Antiguamente los vecinos del barrio se enteraban de que alguien del sector se encontraba muy grave o agonizando porque observaban venir de la cercana iglesia el viático o sacramento de la eucaristía que se administra en peligro de muerte. Esta palabra significa “provisión de viaje”; el viaje que el cristiano emprende de esta vida a la eternidad.

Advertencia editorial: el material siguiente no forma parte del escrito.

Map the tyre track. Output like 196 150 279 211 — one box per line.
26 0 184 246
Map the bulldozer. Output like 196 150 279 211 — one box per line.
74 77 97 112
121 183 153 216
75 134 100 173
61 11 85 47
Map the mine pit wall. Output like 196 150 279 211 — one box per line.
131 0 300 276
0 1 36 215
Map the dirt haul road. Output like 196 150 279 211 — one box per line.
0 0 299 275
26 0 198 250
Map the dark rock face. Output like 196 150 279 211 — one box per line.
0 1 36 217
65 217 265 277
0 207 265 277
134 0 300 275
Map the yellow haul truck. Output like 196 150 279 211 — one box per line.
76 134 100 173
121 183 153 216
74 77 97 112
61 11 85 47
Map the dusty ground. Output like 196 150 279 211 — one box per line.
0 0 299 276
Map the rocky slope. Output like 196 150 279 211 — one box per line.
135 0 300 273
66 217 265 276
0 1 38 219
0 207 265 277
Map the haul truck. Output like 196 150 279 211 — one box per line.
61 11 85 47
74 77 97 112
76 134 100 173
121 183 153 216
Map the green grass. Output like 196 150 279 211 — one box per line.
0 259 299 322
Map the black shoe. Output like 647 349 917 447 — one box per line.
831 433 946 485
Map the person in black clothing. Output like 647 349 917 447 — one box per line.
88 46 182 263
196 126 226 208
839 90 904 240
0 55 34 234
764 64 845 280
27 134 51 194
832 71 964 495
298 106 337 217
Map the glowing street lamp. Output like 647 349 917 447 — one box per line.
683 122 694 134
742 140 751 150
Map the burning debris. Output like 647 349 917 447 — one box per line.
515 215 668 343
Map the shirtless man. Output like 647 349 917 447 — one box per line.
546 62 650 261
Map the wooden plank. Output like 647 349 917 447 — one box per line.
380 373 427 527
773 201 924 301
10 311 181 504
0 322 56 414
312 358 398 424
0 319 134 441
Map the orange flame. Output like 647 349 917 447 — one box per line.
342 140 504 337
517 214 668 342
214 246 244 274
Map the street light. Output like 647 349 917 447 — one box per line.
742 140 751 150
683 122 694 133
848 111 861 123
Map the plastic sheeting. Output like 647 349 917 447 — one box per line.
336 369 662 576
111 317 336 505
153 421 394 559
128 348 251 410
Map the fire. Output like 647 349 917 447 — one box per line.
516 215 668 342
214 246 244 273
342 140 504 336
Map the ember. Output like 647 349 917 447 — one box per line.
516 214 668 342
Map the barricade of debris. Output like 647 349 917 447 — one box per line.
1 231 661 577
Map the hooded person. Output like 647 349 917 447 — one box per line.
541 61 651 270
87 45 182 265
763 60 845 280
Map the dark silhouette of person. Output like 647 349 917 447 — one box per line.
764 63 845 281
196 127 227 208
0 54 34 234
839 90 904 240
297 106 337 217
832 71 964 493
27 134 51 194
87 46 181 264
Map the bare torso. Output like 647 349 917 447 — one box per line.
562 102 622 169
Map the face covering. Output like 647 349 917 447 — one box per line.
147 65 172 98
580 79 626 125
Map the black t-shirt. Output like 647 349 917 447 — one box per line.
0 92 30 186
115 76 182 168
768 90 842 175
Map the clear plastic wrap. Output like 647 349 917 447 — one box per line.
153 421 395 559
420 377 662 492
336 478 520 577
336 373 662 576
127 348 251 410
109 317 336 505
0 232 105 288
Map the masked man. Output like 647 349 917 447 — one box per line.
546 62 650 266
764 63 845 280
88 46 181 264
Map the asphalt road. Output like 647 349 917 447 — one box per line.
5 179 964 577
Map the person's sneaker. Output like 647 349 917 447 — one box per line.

Cuando el párroco era notificado de que un feligrés necesitaba con urgencia el viático en la parroquia se organizaba una solemne procesión, habitualmente al atardecer. El sacerdote bajo palio llevaba la santa comunión a la casa del enfermo, acompañado de monaguillos, uno de los cuales iba tocando la campanilla y anunciaba a los transeúntes y curiosos el paso del Señor Jesús; muchos de los cuales guiados de la devoción se arrodillaban cuando divisaban que venía. No solo los monaguillos acompañaban, sino también algunos fieles que componían una especie de hermandad para seguir a la santa eucaristía, portaban cirios encendidos y respetuosamente se congregaban en torno a la casa del enfermo, a la que solo entraba el sacerdote con algún acólito. Se administraba la eucaristía y cuando el caso lo apremiaba la unción de los enfermos o extremaunción, a la que le tenían temor porque se creía que era el anuncio de la muerte. Cuando el enfermo entraba en agonía, el sacerdote o algún feligrés le ayudaba a “bien morir”, rezándole las oraciones de la “recomendación del alma”. Se rociaba al enfermo con agua bendita para ahuyentar al demonio y se encendía el cirio de “la buena muerte”, que se había bendecido en la fiesta de la presentación del Señor, el 2 de febrero, y era apagado apenas fallecía el moribundo. Rito conmovedor era la bendición del padre o de la madre moribundo, que en el momento de morir daba a sus hijos. Cuántas veces, como cura de pueblo, me ha tocado tomar la mano temblorosa del moribundo y ayudar a bendecir a sus hijos. Tradición bíblica transmitida por los primeros evangelizadores de nuestros campos. Costumbres piadosas que eran un consuelo en el momento doloroso de la despedida de un ser querido.